It’s official! Bathroom schooling comes out of the closet.

You thought I was kidding when I said that we do bathroom schooling.  (Here and here.)  I wasn’t. Well I was but then what would my non-kidding answer be?  Kidding was better than splitting hairs over whether I was homeschooling or unschooling.  Eventually I latched on to slow learning, not least because I was fairly sure it would never be used to market a school, unlike so many other mottos like child-led learning or curiosity-driven learning that start out progressive and end up serving commercial interests. I was pretty sure I would not have to ride by a double-sized, muted pastel coloured billboard in Mumbai and see the words “Slow Learning” staring back at me.

And so I did it. I talked about it, wrote about it, even went on youtube.

Watch that mass displace … Eureka!

Watch that mass displace … Eureka!

But for a homeschooling style that defies such publicity, you can’t beat bathroom schooling.  No pictures, no videos. We can’t write much more about it than that it happens, and fortunately we don’t need to either. Once you mention it, people understand because they also do it. Everyone does it.  No one talks about it.

Until now. Going live on Radio One Chennai along with Hema Jain, Sangeetha Sriram told the world about a moment in the life of her 5 year old, who gained an insight into multiplication while going to the bathroom.  Amidst the oohs and aaahs regarding the little one’s discovery and excitement, there was no surprise on the location.  A friend of hers even commented, “yes, most Eureka moments happen on the throne.”

So there you have it. In a long tradition going back to Archimedes and beyond, the bathroom is a place of learning worthy of respect and dignity.

Sadly, it is the case in India today that not every child has a bathroom or even a decent latrine. It is not necessary to go to the bathroom in a bathroom but a hygienic and safe place to go to the bathroom is becoming hard to come by for an increasing number of people, urban and rural alike.

* * *

The RTE campaign has highlighted the needs for bathrooms in schools and no one disputes this. But for the sake of education as well as health, hygiene and dignity for all, we must demand bathrooms out of school as well.

This is not as simple as it sounds, for it means first securing homes for all. Homelessness, however is increasing daily. According to the Working Group on Human Rights in India, one million people are displaced every year for so-called development projects. Only a fraction of these people get adequate rehabilitation. The projects benefit the haves while increasing the number of have-nots. See India uproots most people for ‘progress’

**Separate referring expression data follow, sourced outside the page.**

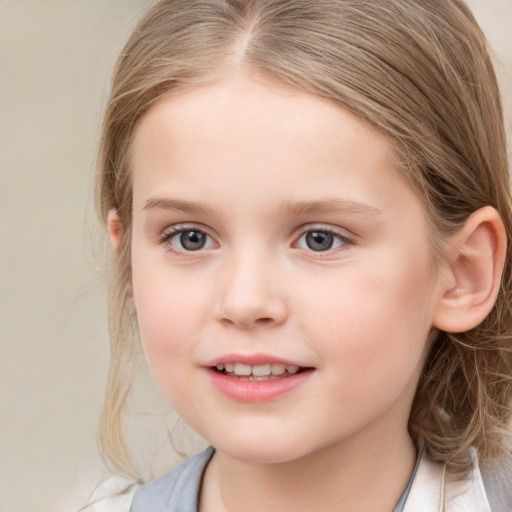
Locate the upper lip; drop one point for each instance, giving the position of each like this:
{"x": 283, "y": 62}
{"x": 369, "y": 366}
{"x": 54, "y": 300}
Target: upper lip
{"x": 252, "y": 360}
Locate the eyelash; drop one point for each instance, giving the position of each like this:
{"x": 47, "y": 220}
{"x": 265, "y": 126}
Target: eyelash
{"x": 167, "y": 236}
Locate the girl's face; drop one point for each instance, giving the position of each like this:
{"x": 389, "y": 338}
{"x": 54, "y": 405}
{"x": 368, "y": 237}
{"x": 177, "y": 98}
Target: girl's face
{"x": 274, "y": 239}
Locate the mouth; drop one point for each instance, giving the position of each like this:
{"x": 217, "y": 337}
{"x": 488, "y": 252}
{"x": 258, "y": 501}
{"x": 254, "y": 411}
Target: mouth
{"x": 260, "y": 372}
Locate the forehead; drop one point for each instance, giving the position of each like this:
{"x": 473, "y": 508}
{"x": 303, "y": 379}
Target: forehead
{"x": 245, "y": 137}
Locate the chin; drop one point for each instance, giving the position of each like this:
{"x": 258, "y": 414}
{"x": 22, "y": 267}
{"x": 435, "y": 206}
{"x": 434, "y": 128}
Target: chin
{"x": 267, "y": 451}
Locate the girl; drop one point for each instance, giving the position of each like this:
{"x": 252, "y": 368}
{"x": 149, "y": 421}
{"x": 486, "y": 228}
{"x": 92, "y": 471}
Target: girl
{"x": 310, "y": 210}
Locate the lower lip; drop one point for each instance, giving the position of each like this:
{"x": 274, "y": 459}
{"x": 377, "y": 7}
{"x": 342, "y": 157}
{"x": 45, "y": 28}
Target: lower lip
{"x": 253, "y": 391}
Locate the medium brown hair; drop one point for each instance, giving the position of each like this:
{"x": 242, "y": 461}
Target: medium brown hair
{"x": 420, "y": 73}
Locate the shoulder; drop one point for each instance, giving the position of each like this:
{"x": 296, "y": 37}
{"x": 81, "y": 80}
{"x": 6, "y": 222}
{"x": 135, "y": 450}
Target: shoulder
{"x": 497, "y": 481}
{"x": 114, "y": 495}
{"x": 177, "y": 490}
{"x": 483, "y": 490}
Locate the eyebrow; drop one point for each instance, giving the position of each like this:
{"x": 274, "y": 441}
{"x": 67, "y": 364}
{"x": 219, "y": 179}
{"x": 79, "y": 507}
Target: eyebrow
{"x": 329, "y": 205}
{"x": 164, "y": 203}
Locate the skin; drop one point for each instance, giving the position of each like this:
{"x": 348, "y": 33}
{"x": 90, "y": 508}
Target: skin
{"x": 266, "y": 163}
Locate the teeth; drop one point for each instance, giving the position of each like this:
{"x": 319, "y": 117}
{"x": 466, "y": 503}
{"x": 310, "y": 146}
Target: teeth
{"x": 259, "y": 372}
{"x": 278, "y": 369}
{"x": 242, "y": 369}
{"x": 262, "y": 370}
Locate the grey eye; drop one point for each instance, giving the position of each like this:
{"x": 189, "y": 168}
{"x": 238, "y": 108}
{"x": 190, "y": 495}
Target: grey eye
{"x": 192, "y": 240}
{"x": 319, "y": 240}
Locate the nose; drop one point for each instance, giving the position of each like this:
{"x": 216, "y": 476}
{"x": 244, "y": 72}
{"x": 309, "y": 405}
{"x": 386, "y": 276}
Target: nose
{"x": 251, "y": 295}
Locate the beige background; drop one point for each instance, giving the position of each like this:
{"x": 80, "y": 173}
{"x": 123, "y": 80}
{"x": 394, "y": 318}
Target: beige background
{"x": 55, "y": 59}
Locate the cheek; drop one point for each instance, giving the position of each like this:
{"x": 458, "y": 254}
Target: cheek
{"x": 168, "y": 313}
{"x": 373, "y": 325}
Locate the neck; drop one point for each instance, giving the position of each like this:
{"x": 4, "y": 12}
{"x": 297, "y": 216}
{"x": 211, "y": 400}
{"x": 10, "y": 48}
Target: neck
{"x": 352, "y": 475}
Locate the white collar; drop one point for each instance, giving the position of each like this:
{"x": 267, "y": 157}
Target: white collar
{"x": 433, "y": 491}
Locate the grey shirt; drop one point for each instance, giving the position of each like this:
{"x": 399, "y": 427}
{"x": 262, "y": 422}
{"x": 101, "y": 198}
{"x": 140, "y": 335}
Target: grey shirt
{"x": 178, "y": 490}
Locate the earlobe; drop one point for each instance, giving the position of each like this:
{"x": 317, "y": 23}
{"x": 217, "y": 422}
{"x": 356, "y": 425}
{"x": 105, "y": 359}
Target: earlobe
{"x": 476, "y": 256}
{"x": 115, "y": 228}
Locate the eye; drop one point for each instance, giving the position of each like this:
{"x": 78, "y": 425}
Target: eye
{"x": 186, "y": 240}
{"x": 321, "y": 240}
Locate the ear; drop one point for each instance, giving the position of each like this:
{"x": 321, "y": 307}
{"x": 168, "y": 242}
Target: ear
{"x": 476, "y": 256}
{"x": 115, "y": 231}
{"x": 115, "y": 228}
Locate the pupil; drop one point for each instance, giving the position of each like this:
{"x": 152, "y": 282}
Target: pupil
{"x": 192, "y": 240}
{"x": 319, "y": 240}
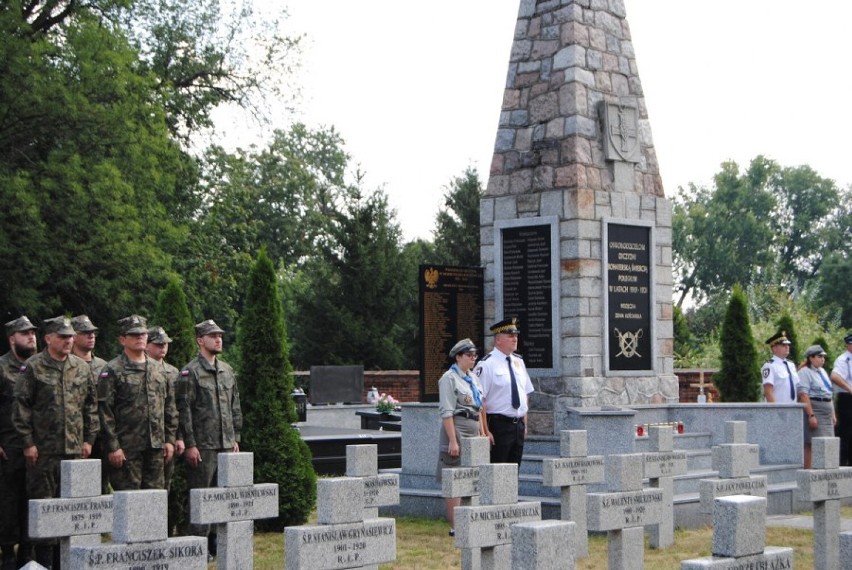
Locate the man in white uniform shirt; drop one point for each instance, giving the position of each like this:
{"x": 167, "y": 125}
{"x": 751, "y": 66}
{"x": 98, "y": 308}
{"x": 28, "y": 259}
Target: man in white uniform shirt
{"x": 779, "y": 374}
{"x": 505, "y": 386}
{"x": 843, "y": 371}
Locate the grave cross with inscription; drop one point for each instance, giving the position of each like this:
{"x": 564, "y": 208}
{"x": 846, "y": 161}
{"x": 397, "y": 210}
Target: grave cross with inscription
{"x": 661, "y": 467}
{"x": 233, "y": 507}
{"x": 739, "y": 538}
{"x": 488, "y": 526}
{"x": 140, "y": 538}
{"x": 343, "y": 538}
{"x": 734, "y": 461}
{"x": 825, "y": 485}
{"x": 380, "y": 490}
{"x": 572, "y": 472}
{"x": 625, "y": 511}
{"x": 80, "y": 516}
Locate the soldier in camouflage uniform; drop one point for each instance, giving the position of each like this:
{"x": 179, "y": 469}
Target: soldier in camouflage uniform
{"x": 85, "y": 337}
{"x": 56, "y": 415}
{"x": 210, "y": 415}
{"x": 136, "y": 404}
{"x": 13, "y": 470}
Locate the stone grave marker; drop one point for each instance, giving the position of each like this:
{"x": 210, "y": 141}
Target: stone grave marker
{"x": 625, "y": 511}
{"x": 342, "y": 538}
{"x": 825, "y": 485}
{"x": 661, "y": 466}
{"x": 140, "y": 538}
{"x": 541, "y": 545}
{"x": 80, "y": 516}
{"x": 734, "y": 461}
{"x": 739, "y": 537}
{"x": 380, "y": 490}
{"x": 233, "y": 507}
{"x": 487, "y": 528}
{"x": 572, "y": 472}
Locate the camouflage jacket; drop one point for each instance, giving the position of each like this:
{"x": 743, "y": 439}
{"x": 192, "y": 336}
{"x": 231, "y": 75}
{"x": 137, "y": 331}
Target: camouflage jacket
{"x": 56, "y": 407}
{"x": 10, "y": 369}
{"x": 172, "y": 375}
{"x": 209, "y": 405}
{"x": 136, "y": 404}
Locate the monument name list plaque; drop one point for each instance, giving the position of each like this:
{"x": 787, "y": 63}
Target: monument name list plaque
{"x": 528, "y": 290}
{"x": 628, "y": 290}
{"x": 451, "y": 308}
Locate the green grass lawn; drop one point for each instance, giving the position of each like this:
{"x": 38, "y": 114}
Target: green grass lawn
{"x": 424, "y": 544}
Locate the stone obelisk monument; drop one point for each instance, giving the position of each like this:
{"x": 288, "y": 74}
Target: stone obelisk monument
{"x": 576, "y": 230}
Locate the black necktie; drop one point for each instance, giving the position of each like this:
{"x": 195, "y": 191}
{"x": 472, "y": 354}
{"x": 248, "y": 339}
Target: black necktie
{"x": 790, "y": 380}
{"x": 516, "y": 398}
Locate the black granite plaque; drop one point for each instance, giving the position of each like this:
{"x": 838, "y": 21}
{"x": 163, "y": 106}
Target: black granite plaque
{"x": 528, "y": 290}
{"x": 451, "y": 308}
{"x": 630, "y": 336}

The Land Acquisition Act of 2011, far from alleviating these problems has only made it easier for corporations to acquire land not only for public purposes but also for private gain, through Special Economic Zones, Special Investment Regions and other Special things that continue to allow the rich to accumulate land, water, natural and economic resources and displace the poor.

And not to be snarky but it is the so-called educated who are in charge of these projects and these policies.

Apart from development-induced displacement there is displacement due to internal conflict and natural calamity and very poor if any rehabilitation.

I did not set out to write about land rights and housing rights, or even the right to bathrooms as part of right to education, but you see it’s all connected.

And also quite simple.  At home, school and in any public place, no one should ever be unable to access a bathroom. When you gotta go, you gotta go!

Postscript:  I had no answer when my daughter asked me about the following news item, why would the government do this?  I haven’t come across any follow-up on this news item and do not know whether the situation has improved in this village, but unfortunately it is hardly unique in illustrating official indifference towards civic amenities such as sanitation and education for the common people.

In Sept 2013, NDTV reported on a government school in Madhya Pradesh that operated on the premises of a toilet complex.

The RTE campaign site quotes the report:

Manasa, Madhya Pradesh: In a town in Madhya Pradesh, 90 children in uniform go every day to a women’s toilet complex that they call school. Classes are interrupted whenever women need to use the bathrooms. The children are made to turn the other way and wait till the women are finished. “It is very dirty and smelly, but no one cares that we are forced to study in a bathroom,” said Tina, a Class 5 student of the government-run primary school in Manasa town.